It’s my decision of whether I want to attend university or not, but why am I getting so much crap?
Yes I want to go back, but I also think I’m not ready to go back just yet. I have friends, family, even strangers telling me, “You should go back and get a degree” easy for you to say. You don’t have to pay the tuition, books fees and all those labs fees, oh and don’t forget the dorm (if I stay on campus), food, and gas. [I feel like I’m forgetting something]
It’s my life anyway, I’ll live it the way I see best. But no, my Papa keeps asking me, ‘when are you going back?’ ‘you should go back or get a full-time job’. Thanks for the encouragement but you’re not helping, not at all. Even if I do go back….what would I do? I don’t exactly have a goal or dream to achieve. Right now I’m trying to decide what to do with my life. Yes, I am working but I don’t want to stay there forever, not exactly enjoying what I’m doing anyway.
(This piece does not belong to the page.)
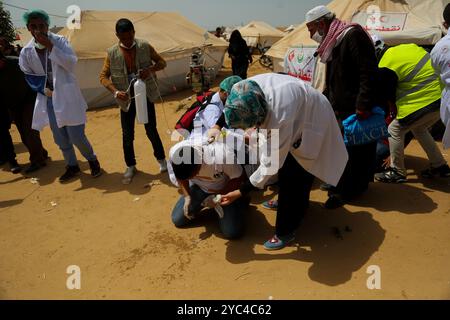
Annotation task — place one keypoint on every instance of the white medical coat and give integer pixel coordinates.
(440, 59)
I know that I gotta re-take about 6 or 7 different courses, but what should I do after that???? My senior year in HS I thought about being a teacher, teaching English in a foreign country; that wasnt my dream when I was younger though. After 4th Grade I just wanted to be a teacher, that has been my dream ever since, until I went to Southern Adventist University. My first year, I pretty much decided teaching wasn’t for me, so (like an idiot) my 2nd Year I took alot of random classes and failed some in the process. So………… Yeah IDIOTIC for sure!!!!
Well now what am I going to do? I’m pretty much on academic probation, so if I go back I can only take a certain amount of credit hours and pray that I don’t fail them.
I’m not even sure college is for me.